Inna Hartwich über Bidens Positionierung gegenüber Putin
: Die Killer-Kommunikation

Ein US-Präsident, ein Fernseh-Interview – und dieses eine Wort: „killer“. Mörder. Vor vier Jahren hatte es das schon einmal gegeben. Nur saß damals Donald Trump in einem Fernsehstudio und sprach von vielen Mördern auf der Welt. Heute ist Joe Biden US-Präsident, seit bald 60 Tagen, und ja, sagt er, er halte Russlands Präsidenten Wladimir Putin für einen Mörder. Das klingt fast beiläufig – hat aber eine enorme Wucht.

Moskau wütet, man gibt sich gekränkt, auch wenn man „nicht wortreich“ auf die Verbalattacke aus den USA eingehen wolle, wie es aus dem Kreml heißt. Die Ansage Washingtons ist in Moskau angekommen: Das russisch-amerikanische Verhältnis ist hinüber. Schuld daran sind, für die Russen ganz klar, die USA. So sieht die Sackgasse aus, die ein kurzes Wort bewirkt.

In russischen Oppositionskreisen schlägt Biden große Bewunderung entgegen. Endlich mal einer, der die Wahrheit ausspreche. Das Problem ist aber: Wie will einer, der auf Zusammenarbeit setzt, mit einem „Mörder“ zusammenarbeiten?

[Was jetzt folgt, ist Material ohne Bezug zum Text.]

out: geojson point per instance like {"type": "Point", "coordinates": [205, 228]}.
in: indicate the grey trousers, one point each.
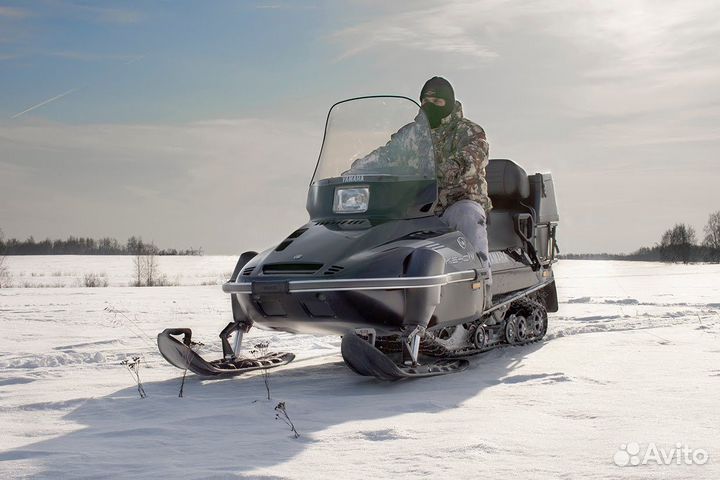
{"type": "Point", "coordinates": [469, 218]}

Das russische Narrativ, der Westen sei verrückt geworden und pflege nicht einmal mehr den Anstand, wird dadurch genährt. „Wie du mich nennst, so heißt du selbst“, schleudert Putin Biden entgegen. In Russland ist das ein von Kindern gern gebrauchter Spruch.

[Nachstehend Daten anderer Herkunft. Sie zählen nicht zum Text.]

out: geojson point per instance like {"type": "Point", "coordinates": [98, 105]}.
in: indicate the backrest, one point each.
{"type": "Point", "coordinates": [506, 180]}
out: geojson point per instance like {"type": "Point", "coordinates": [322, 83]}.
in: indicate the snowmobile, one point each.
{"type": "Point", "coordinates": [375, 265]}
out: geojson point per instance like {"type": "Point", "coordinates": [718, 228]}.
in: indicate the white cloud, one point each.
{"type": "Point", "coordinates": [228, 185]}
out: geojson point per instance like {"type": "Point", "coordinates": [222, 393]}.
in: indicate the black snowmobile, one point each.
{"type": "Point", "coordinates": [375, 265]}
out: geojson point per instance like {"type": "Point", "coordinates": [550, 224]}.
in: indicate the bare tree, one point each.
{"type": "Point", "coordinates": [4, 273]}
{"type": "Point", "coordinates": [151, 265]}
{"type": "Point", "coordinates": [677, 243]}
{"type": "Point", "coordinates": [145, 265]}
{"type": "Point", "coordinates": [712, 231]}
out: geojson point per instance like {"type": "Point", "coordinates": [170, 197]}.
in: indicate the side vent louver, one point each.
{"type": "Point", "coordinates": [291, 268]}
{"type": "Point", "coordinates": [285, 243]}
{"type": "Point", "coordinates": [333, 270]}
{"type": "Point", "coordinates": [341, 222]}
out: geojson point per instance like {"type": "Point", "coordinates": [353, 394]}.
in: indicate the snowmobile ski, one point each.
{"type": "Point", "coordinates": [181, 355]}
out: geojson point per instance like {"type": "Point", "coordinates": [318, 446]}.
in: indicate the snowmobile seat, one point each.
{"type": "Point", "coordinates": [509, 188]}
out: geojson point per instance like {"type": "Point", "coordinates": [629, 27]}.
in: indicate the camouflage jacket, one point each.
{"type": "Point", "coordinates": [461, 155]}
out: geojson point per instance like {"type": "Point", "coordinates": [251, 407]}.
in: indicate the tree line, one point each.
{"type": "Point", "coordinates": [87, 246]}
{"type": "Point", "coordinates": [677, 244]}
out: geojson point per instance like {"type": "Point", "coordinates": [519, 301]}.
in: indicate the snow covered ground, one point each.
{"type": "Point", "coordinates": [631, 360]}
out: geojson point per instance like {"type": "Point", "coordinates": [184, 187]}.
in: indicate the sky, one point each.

Auf Kooperation ist Moskau nach der öffentlichen Anprangerung und den US-Sanktionen ohnehin längst nicht mehr aus. Bidens Ziel, Moskau Grenzen aufzuzeigen, ist hochriskant. Er ist dieses Risiko eingegangen. Den Preis aber muss nicht Putin zahlen, wie Biden in seinem Interview prophezeit hat, den zahlen die Bür­ge­r*in­nen beider Länder.

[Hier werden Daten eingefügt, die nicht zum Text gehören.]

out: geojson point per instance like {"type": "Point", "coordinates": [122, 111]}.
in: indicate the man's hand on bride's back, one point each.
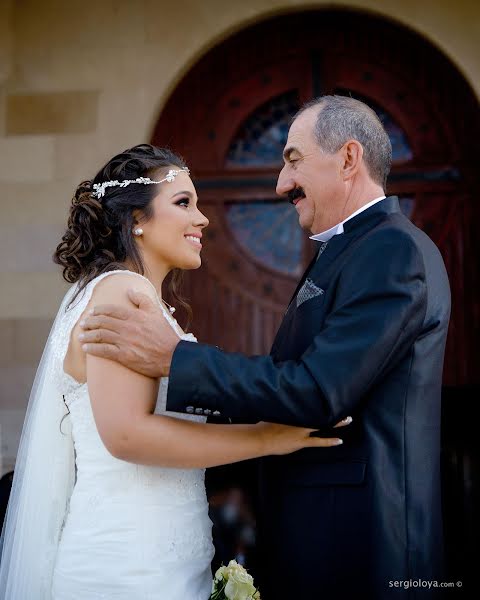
{"type": "Point", "coordinates": [283, 439]}
{"type": "Point", "coordinates": [139, 338]}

Der Auftritt Bidens nutzt hingegen zwei Menschen: Dem US-Präsidenten selbst, genauso wie auch seinem russischen Amtskollegen. Biden kann sich als aufrechter Gegenentwurf zu Trump geben, Putin mit dem Finger auf den Westen zeigen und so die Mär, dieser tue alles, um Russland in die Knie zu zwingen, weitererzählen.

Nach innen sind also beide Präsidenten gestärkt. Geopfert aber werden Beziehungen, ohne die die Welt nicht kann.